Again, more sophisticated iterations of field theory offer additional angles, especially in relation to decision-making and action, but the steps above represent a starting point for describing a particular network or DAO as a field. An important benefit of a field-theoretic perspective is that it lends itself easily to both historical and comparative studies on how different networks evolve and are governed. As decentralized networks grow and mature, such comparative research may become increasingly relevant and insightful.

Conclusion

As long as we’re dealing with human beings, the age old struggle to accumulate power and other resources is likely to remain part of the picture. Time will tell whether the unique characteristics of decentralized networks, as compared to more traditional forms of organization, are sufficient to avoid a tendency towards concentration. Field theory, as a general theory of local social orders, can be applied to frame and analyze these dynamics — a precondition for addressing their more negative long-term consequences.

Further reading on field theory

Field theory has been developed with varying points of emphasis in different social scientific disciplines. Below is a list of references — some of which were used as source material for this post — for anyone interested to learn more.

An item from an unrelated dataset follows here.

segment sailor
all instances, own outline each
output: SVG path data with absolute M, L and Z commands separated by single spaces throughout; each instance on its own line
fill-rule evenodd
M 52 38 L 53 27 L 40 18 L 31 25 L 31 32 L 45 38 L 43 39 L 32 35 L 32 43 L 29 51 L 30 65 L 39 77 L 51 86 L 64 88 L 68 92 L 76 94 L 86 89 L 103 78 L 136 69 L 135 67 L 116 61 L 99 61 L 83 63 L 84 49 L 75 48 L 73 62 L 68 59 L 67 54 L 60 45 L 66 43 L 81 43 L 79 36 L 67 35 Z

  • General overview: Martin, J. L. (2003). What is Field Theory? American Journal of Sociology, Vol. 109, No. 1, pp. 1–49.
  • Early social-psychological perspective: Lewin, K. (1951). Field theory in social science. New York: Harper.
  • Organizational theory perspective: DiMaggio, P. & Powell, W. (1983). The iron cage revisited: Institutional isomorphism and collective rationality in organizational fields. American Sociological Review, Vol. 48, No. 2, pp. 147–160.
  • Social skill and action perspective: Fligstein, N. (2001). Social Skill and the Theory of Fields. Sociological Theory, Vol. 19, No. 2, pp. 105–125.
  • Stratification and power struggles perspective: Hilgers, M. & Mangez, E. (2015). Bourdieu’s Theory of Social Fields: Concepts and Applications. London and New York: Routledge.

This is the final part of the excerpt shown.